Whitehead first visited Kansas on a trip with his wife, Sadie Myers. Now, he is gearing up to shoot "Somewhere in the Midwest" in Salina and Assaria, Sadie's hometown.

"This is a coming-of-age drama about a young man from Kansas who is at odds with his parent's divorce," Whitehead said. "There will be the natural beauty that is inherent in Kansas mixed with the essence of the fantastical and magical."

Filming will take place from Jan. 2 to 12. Actors will be coming from around the world to be part of the independent short film.

"This is a creative project I have wanted to do for a long time," Whitehead said. "The first time I came here, I wanted to make a movie here. The land, the structures and grain elevators. They contribute to the images in the film. The tractors and the machines that exist here -- they are very big and larger than life. It feels fantastical."

Studied the trade

Whitehead studied acting at DePaul University in Chicago before attending New York University's Tisch School of Arts in Singapore. He graduated in 2012.

Whitehead met Myers while at DePaul when she was working as a live-in nanny near a film set. The two met when she stopped by the set.

Whitehead and Myers have a 1-year-old, Amos. Amos will play a small role in the movie.

Whitehead currently does videography for the University of Chicago's business school's projects but hopes to do more filmmaking.

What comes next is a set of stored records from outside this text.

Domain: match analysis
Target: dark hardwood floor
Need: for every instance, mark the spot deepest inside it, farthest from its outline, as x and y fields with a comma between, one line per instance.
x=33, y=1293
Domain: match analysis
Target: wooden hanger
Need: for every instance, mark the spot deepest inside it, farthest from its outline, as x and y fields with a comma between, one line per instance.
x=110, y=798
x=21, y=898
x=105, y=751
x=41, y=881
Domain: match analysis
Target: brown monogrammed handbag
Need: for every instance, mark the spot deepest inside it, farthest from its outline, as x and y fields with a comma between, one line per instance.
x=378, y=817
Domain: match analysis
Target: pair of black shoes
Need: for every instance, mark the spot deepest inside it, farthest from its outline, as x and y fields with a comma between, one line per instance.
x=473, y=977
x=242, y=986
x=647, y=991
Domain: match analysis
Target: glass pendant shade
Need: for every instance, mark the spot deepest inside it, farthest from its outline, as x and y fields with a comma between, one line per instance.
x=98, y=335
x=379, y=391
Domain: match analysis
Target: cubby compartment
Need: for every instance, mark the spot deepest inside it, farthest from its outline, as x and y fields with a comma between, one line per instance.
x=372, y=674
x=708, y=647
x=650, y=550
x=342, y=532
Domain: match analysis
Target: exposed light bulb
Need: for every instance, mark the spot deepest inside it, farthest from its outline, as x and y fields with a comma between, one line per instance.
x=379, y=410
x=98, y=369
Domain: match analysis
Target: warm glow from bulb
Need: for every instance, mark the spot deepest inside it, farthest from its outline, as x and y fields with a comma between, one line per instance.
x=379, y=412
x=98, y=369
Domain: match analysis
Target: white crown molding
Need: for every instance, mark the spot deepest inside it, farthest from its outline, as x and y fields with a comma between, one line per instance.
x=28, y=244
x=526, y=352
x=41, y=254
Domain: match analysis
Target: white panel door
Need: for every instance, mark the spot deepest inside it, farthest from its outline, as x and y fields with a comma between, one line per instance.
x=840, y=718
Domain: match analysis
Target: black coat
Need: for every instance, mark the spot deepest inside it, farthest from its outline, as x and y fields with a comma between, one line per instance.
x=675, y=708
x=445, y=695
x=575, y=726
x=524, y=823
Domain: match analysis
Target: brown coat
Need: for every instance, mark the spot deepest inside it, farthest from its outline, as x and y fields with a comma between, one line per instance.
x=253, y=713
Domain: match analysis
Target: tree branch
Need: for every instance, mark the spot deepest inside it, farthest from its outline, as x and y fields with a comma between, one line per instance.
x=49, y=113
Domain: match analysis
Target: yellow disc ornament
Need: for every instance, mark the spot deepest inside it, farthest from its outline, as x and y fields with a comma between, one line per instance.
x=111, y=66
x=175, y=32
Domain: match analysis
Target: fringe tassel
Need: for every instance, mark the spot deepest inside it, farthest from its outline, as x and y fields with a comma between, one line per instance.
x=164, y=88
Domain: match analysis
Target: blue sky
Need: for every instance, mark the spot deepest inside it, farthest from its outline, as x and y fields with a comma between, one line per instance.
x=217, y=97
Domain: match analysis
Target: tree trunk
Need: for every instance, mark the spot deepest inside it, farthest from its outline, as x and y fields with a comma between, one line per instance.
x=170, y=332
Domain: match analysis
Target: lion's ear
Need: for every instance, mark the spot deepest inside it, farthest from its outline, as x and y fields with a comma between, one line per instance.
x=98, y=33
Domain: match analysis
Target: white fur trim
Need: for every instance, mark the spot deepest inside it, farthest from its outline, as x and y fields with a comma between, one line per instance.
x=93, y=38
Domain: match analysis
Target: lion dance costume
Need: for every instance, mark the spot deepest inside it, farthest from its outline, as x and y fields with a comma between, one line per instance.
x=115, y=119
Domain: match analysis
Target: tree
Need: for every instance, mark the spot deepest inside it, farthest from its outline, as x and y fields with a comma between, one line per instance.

"Somewhere in the Midwest" will be Whitehead's third short film. A short film is any film less than 20 minutes in length.

"It has got a decent budget," Whitehead said. "Most of the actors are people I met in school and they are working for free or low wages because they believe in me and want to come to Kansas to see this thing get made."

He started planning the film six to eight months ago. He said it will take another six to eight months to finish before it is submitted to film festivals. He wants to screen it at the Salina Art Center, as well.

Community support

Most of the actors will be professionals from across the world but Whitehead plans to have a few roles for Salinans in the film.

Whitehead said he is working with people in the community to secure locations for filming. He is searching for an old farmhouse to be used as the family home in the film. People can contact him at

Whitehead is also looking for people interested in helping cater or other film-related needs.

"We are all about getting involved in the community and helping the community be part of this film," Whitehead said.

Whitehead said people probably will see his crews filming. He doesn't mind if they stop by to watch.

"I've been going around, taking pictures and doing locations scouting," Whitehead said. "I've been talking to people about how the landscape looks at different times of the day. It has been a beautiful experience so far."